POSTED: 1:30 a.m. HST, Mar 19, 2011
LAST UPDATED: 4:29 a.m. HST, Mar 19, 2011
Question: In this age of cutbacks and increased city fees, does the city still allow city workers to park at the Neal Blaisdell Center parking structure at vastly reduced rates, or did they correct that and start charging market rates? I thought that always was a perk that wasn't deserved — that they could park there and get free shuttle service from the Civic Center to the Blaisdell parking structure.
Answer: City employees who park at the Blaisdell pay $20 per month, a rate set by Section 15-16.5(f) of the Revised Ordinances of Honolulu.
The rate for the Blaisdell is described as "Unassigned uncovered satellite stall with bus pass for commuting to working place not less than 3/8 mile away."
"The limited area bus pass allows employees to use TheBus to transport them from Blaisdell to work, then back to Blaisdell, because we do not have enough space in the parking lot next to the Fasi Municipal Building and Honolulu Hale," said city administration spokeswoman Louise Kim McCoy.
Employees are prohibited from parking at the Blaisdell when certain events require the use of the entire parking complex, she added.
Kim McCoy said Mayor Peter Carlisle's administration has proposed increasing the parking fees to $33 a month the first year and $45 a month the second year. The proposal requires the approval of the City Council.
Question: We suspect a neighbor is responsible for illegal dumping in our neighborhood. What can be done or what should we do?
Answer: You should report it to the city's Department of Environmental Services by calling 768-3300.
You are asked to have detailed information available, including specifying what is being dumped and the exact location. You are also asked to provide a name and contact information, in case more information about the illegal dumping is needed.
If you see your neighbor in the act of dumping the trash, you should call 911 with as much information about the location, activity and description of the culprit.

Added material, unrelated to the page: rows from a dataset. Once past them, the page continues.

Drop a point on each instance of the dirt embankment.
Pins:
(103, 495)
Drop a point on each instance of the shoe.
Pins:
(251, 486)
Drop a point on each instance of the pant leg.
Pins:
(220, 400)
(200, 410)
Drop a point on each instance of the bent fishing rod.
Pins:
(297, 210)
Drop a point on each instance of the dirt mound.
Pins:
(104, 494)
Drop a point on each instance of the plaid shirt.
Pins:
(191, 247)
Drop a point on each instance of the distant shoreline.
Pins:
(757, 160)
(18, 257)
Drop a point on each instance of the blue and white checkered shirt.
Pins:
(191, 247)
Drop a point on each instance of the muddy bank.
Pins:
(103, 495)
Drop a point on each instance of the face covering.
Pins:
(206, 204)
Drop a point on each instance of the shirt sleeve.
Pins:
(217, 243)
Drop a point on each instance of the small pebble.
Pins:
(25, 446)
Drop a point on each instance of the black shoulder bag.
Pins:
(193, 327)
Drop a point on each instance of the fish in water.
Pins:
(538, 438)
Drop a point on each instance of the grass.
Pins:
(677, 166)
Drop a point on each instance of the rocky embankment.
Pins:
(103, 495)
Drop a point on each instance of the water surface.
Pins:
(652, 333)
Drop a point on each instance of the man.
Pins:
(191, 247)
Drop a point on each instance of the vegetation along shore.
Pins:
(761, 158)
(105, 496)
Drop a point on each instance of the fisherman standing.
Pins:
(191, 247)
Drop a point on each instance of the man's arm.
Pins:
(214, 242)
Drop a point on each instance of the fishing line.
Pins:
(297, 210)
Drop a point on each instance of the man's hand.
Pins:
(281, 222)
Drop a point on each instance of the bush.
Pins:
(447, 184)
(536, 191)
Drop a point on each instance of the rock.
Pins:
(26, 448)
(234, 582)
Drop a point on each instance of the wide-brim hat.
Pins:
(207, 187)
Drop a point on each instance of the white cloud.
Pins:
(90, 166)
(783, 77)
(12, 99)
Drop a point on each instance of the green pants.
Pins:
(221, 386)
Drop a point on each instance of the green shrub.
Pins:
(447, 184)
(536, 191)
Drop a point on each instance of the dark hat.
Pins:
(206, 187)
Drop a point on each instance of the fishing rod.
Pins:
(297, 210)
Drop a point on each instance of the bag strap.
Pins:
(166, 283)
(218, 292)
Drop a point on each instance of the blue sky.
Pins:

Women 40 and older who are seeking new job skills, training and educational opportunities should contact the AARP Foundation to apply for scholarships ranging from $500 to $5,000.
Applicants must be at least 40 years old as of March 31, able to demonstrate financial need and be enrolled in an accredited school or technical training program within six months of the scholarship award date.
The AARP says it awarded more than $450,000 in scholarships to 200 women nationwide last year.
Interested applicants can apply at www.aarp.org/womensscholarship.
To the guy in a silver car who pulled up beside me (going westbound onto the H-1 freeway from Moanalua) to tell me my tire was flat on Feb. 23.
After this column, June Watanabe will be on temporary leave.